Location: Soil Management and Sugarbeet ResearchTitle: A gap in nitrous oxide emissions reporting complicates long-term climate mitigation
|Del Grosso, Stephen - Steve|
|OGLE, STEPHEN - Natural Resource Ecology Laboratory|
|NEVISON, CYNTHIA - Colorado State University|
|GURUNG, RAM - Indigo Ag|
|PARTON, WILLIAM - Colorado State University|
|WAGNER-RIDDLE, CLAUDIA - University Of Guelph|
|SMITH, WARD - Agriculture And Agri-Food Canada|
|WINIWARTER, WILFRIED - International Institute For Applied Systems Analysis|
|GRANT, BRIAN - Agriculture And Agri-Food Canada|
|TENUTA, MARIO - University Of Manitoba|
|MARX, ERNIE - Colorado State University|
|SPENCER, SHANNON - Colorado State University|
|WILLIAMS, STEPHEN - Colorado State University|
Submitted to: Proceedings of the National Academy of Sciences (PNAS)
Publication Type: Peer Reviewed Journal
Publication Acceptance Date: 6/1/2022
Publication Date: 7/25/2022
Citation: Del Grosso, S.J., Ogle, S., Nevison, C., Gurung, R., Parton, W., Wagner-Riddle, C., Smith, W., Winiwarter, W., Grant, B., Tenuta, M., Marx, E., Spencer, S., Williams, S. 2022. A gap in nitrous oxide emissions reporting complicates long-term climate mitigation. Proceedings of the National Academy of Sciences(PNAS). 119(31). Article e2200354119. https://doi.org/10.1073/pnas.2200354119.

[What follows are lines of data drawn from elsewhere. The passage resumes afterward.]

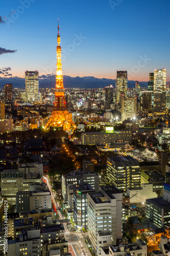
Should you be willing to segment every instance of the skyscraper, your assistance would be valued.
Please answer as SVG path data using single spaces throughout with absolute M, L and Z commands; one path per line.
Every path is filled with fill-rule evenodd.
M 138 81 L 136 81 L 136 92 L 138 94 L 140 90 L 140 84 Z
M 3 101 L 0 103 L 1 119 L 5 119 L 5 103 Z
M 166 73 L 164 68 L 154 70 L 153 113 L 157 115 L 165 114 Z
M 28 101 L 36 102 L 38 101 L 38 72 L 26 71 L 26 94 Z
M 4 84 L 4 98 L 5 102 L 12 99 L 12 83 L 7 83 Z
M 136 118 L 136 98 L 121 98 L 121 120 L 127 118 Z
M 148 116 L 152 111 L 152 92 L 142 92 L 142 115 Z
M 152 107 L 154 106 L 154 73 L 150 73 L 149 81 L 148 83 L 148 90 L 152 92 Z
M 149 81 L 148 83 L 148 91 L 154 91 L 154 73 L 150 73 Z
M 127 71 L 117 71 L 116 81 L 116 103 L 120 102 L 121 96 L 127 96 L 128 73 Z
M 110 108 L 110 104 L 113 102 L 113 87 L 112 84 L 105 88 L 105 105 L 106 108 Z

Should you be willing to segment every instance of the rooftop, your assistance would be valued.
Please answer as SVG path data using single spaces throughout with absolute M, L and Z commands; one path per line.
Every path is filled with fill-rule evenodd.
M 111 236 L 111 232 L 109 230 L 99 230 L 98 231 L 98 234 L 100 237 L 102 236 Z
M 147 199 L 146 204 L 147 204 L 148 202 L 151 202 L 160 208 L 170 208 L 170 203 L 164 200 L 161 197 Z

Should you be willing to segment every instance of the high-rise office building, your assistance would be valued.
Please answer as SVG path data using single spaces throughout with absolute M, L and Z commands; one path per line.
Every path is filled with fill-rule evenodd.
M 113 87 L 112 84 L 105 88 L 105 106 L 106 108 L 110 108 L 110 104 L 113 102 Z
M 87 194 L 87 235 L 95 255 L 99 255 L 98 231 L 109 230 L 114 244 L 122 239 L 122 193 L 113 185 Z
M 120 102 L 121 96 L 127 96 L 128 73 L 127 71 L 117 71 L 116 81 L 116 103 Z
M 142 92 L 142 115 L 148 116 L 152 111 L 152 92 Z
M 121 98 L 121 120 L 136 118 L 136 98 Z
M 166 73 L 164 68 L 154 70 L 153 113 L 157 115 L 165 114 Z
M 38 101 L 38 72 L 26 71 L 26 94 L 28 101 L 36 102 Z
M 148 83 L 148 91 L 154 91 L 154 73 L 150 73 L 149 81 Z
M 170 93 L 166 94 L 166 106 L 168 110 L 170 110 Z
M 5 119 L 5 103 L 3 101 L 0 103 L 0 115 L 1 120 Z
M 139 93 L 139 91 L 140 90 L 140 83 L 138 81 L 136 81 L 135 89 L 136 89 L 136 93 L 137 93 L 137 94 Z
M 12 84 L 12 83 L 7 83 L 4 84 L 4 98 L 5 102 L 8 100 L 11 100 L 13 97 Z
M 154 106 L 154 73 L 150 73 L 149 80 L 148 83 L 148 91 L 152 92 L 152 107 Z
M 139 161 L 130 156 L 108 157 L 106 172 L 109 182 L 122 191 L 141 186 Z

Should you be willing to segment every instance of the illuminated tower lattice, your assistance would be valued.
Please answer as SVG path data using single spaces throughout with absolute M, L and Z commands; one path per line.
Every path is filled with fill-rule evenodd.
M 59 25 L 59 24 L 58 24 Z M 61 65 L 61 48 L 60 46 L 60 36 L 59 34 L 59 26 L 58 26 L 57 46 L 57 74 L 56 89 L 54 90 L 55 99 L 54 103 L 53 112 L 50 117 L 44 130 L 50 127 L 61 127 L 63 130 L 70 132 L 76 126 L 72 120 L 71 114 L 69 113 L 66 108 L 66 102 L 64 99 L 64 92 L 63 73 Z

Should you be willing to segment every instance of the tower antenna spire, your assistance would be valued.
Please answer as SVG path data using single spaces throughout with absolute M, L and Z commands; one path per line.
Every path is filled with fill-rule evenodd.
M 59 19 L 58 19 L 58 34 L 59 34 Z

Interpretive Summary: Efforts to quantify greenhouse gas emission reductions needed to achieve climate targets such as those formulated in the Paris Agreement (and to share the efforts fairly between countries) need to be based on the best available science. Here we demonstrate that, for the United States, ecosystem models can account for soil, plant and fertilization conditions to quantify the emissions of nitrous oxide (N2O), and adequately cover observed large pulses due to soil freezing and thawing events. For their national reports to the climate convention, most other countries rely on a simple linear approach. While sufficient to estimate CO2 emissions, ongoing efforts to curb other important greenhouse gases and the need of agricultural intensification without extra emissions will require more accurate N2O inventories.

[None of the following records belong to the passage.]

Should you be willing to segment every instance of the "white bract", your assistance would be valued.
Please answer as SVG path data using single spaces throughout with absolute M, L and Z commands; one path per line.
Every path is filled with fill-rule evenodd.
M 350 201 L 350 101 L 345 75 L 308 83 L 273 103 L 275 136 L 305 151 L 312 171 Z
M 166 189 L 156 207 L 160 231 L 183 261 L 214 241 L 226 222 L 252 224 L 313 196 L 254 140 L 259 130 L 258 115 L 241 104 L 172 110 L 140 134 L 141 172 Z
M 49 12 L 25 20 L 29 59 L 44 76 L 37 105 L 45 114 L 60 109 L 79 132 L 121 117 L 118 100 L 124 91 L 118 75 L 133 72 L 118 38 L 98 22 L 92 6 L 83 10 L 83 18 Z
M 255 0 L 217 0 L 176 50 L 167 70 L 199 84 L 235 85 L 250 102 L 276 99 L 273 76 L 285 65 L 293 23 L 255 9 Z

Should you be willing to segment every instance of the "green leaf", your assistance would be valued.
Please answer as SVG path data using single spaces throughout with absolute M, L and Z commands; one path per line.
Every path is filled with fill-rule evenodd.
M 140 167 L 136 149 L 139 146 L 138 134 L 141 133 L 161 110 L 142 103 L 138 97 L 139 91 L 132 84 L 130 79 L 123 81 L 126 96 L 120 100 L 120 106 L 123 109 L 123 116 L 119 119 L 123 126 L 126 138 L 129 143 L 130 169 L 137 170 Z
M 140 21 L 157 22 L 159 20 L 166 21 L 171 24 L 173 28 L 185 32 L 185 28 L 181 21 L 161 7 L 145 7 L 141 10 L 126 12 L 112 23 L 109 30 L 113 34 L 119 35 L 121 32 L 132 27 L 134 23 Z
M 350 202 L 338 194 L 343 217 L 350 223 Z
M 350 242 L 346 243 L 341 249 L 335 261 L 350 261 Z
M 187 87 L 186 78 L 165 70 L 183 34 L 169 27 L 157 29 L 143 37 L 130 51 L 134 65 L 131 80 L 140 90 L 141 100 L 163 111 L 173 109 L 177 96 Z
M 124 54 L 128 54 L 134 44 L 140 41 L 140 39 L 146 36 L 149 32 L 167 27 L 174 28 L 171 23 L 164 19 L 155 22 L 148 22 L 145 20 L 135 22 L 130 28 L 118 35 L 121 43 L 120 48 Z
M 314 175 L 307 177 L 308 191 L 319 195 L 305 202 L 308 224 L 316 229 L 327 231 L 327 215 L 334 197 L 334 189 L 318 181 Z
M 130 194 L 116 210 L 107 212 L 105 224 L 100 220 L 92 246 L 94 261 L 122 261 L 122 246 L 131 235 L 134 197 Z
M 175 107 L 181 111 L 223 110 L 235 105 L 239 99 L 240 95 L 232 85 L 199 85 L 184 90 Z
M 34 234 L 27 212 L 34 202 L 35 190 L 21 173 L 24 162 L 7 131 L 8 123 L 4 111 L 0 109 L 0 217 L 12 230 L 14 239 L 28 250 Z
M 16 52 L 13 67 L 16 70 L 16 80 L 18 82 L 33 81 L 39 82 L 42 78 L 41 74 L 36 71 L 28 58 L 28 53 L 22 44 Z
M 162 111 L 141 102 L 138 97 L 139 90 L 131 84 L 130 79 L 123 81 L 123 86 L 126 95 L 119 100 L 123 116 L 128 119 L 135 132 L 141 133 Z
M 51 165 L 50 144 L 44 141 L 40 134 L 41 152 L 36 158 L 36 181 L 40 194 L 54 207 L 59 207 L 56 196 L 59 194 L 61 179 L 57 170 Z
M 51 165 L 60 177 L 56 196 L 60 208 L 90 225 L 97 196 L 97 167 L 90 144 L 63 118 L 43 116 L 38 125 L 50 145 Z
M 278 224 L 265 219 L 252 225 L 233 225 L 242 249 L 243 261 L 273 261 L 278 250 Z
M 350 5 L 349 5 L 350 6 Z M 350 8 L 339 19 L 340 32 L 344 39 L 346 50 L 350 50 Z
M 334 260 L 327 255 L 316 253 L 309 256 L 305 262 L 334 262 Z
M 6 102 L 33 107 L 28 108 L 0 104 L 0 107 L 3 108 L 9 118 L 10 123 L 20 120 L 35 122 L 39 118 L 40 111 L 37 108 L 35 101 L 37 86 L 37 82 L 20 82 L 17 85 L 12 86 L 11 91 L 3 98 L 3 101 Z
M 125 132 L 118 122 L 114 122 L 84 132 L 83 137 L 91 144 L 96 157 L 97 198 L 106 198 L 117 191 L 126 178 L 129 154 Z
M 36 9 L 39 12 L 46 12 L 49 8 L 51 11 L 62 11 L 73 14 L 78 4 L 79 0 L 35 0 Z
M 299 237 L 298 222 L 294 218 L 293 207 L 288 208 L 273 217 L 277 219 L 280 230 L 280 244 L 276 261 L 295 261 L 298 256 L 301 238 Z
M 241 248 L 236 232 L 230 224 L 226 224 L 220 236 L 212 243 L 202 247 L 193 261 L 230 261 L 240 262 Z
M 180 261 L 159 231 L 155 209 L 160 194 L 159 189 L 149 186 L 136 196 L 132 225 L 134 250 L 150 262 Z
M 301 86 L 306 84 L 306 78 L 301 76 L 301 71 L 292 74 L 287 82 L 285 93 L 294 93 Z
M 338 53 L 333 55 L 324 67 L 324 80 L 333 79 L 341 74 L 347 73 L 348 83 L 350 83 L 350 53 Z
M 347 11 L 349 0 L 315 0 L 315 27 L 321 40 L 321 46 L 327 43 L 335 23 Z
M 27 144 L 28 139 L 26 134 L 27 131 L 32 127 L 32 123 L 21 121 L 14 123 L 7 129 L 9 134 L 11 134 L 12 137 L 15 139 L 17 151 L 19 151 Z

Technical Abstract: Nitrous oxide (N2O) is an important greenhouse gas (GHG) that also contributes to depletion of ozone in the stratosphere. Agricultural soils account for about 60% of anthropogenic N2O emissions. Most national GHG reporting to the UN Framework Convention on Climate Change assumes nitrogen (N) additions drive emissions during the growing season, but soil freezing and thawing during spring is also an important driver in cold climates. We show that both atmospheric inversions and newly implemented bottom-up modeling approaches exhibit large N2O pulses in the northcentral region of the United States during early spring and this increases annual N2O emissions from croplands and grasslands by 11% nationwide. Considering this, emission accounting in cold climate regions are very likely under-estimated in most national reporting frameworks. Current commitments related to the Paris Agreement and COP 26 emphasize reductions of carbon compounds. Assuming these targets are met, the importance of accurately accounting and mitigating N2O increases once CO2 and CH4 are phased out. Hence, the N2O emission under-estimate introduces additional risks into meeting long term climate goals.